If you can’t find turkey breast strips, cut a skinless, boneless turkey breast into strips about 1 ½ inches (3-4 cm) wide and ½ inch (1.25 cm) thick. The length will vary, but that doesn’t matter.
- Set up three shallow dishes or pie plates. In the first, toss the flour with a generous grinding of black pepper. In the second, whisk the eggs until smooth. In the third, toss the Parmesan, panko and sesame seeds until evenly distributed.
- Dip each turkey strip in the flour, shaking off excess, then in the egg, and finally in the Parmesan-panko-sesame mixture, making sure the turkey strip is evenly coated.
- In a large non-stick skillet over medium heat, melt the butter until bubbly.
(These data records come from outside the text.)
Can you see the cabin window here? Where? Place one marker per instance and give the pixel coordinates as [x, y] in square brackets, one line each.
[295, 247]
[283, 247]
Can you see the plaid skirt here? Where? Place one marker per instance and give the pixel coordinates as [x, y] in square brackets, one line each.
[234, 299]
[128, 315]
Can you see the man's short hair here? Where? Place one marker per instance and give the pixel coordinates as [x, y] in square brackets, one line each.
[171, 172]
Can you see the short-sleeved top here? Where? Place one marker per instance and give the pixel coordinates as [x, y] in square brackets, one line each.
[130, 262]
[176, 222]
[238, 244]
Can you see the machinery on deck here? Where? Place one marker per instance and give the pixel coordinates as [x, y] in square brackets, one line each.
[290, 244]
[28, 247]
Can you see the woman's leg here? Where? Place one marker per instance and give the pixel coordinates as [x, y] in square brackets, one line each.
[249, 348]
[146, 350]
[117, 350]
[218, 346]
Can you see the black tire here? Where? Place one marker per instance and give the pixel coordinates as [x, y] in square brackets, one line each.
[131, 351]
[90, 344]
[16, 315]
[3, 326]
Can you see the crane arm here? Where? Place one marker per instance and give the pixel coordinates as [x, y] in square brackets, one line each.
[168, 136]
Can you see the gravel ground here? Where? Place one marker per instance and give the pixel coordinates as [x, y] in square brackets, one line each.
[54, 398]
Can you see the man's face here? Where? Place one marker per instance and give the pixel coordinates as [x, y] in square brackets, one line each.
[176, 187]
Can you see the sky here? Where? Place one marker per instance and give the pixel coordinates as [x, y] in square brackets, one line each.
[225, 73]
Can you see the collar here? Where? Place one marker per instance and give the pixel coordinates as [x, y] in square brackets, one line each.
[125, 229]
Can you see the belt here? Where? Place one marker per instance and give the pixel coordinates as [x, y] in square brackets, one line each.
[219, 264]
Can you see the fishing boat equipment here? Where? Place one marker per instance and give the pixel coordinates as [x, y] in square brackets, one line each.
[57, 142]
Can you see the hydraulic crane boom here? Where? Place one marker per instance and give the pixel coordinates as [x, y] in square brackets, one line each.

Working in batches and being careful not to crowd the strips, cook the coated turkey pieces until golden brown and cooked all the way through, about 3 minutes per side.
- You can serve the first batch right away or keep warm in a 250°F (120°C) oven.
- If necessary, add more butter to the pan before cooking the second batch.
- Meanwhile, in a small bowl, whisk the honey and lemon together until blended. Sprinkle with parsley, if using.
- Serve “tails” hot, sprinkled with dipping sauce and lots of napkins.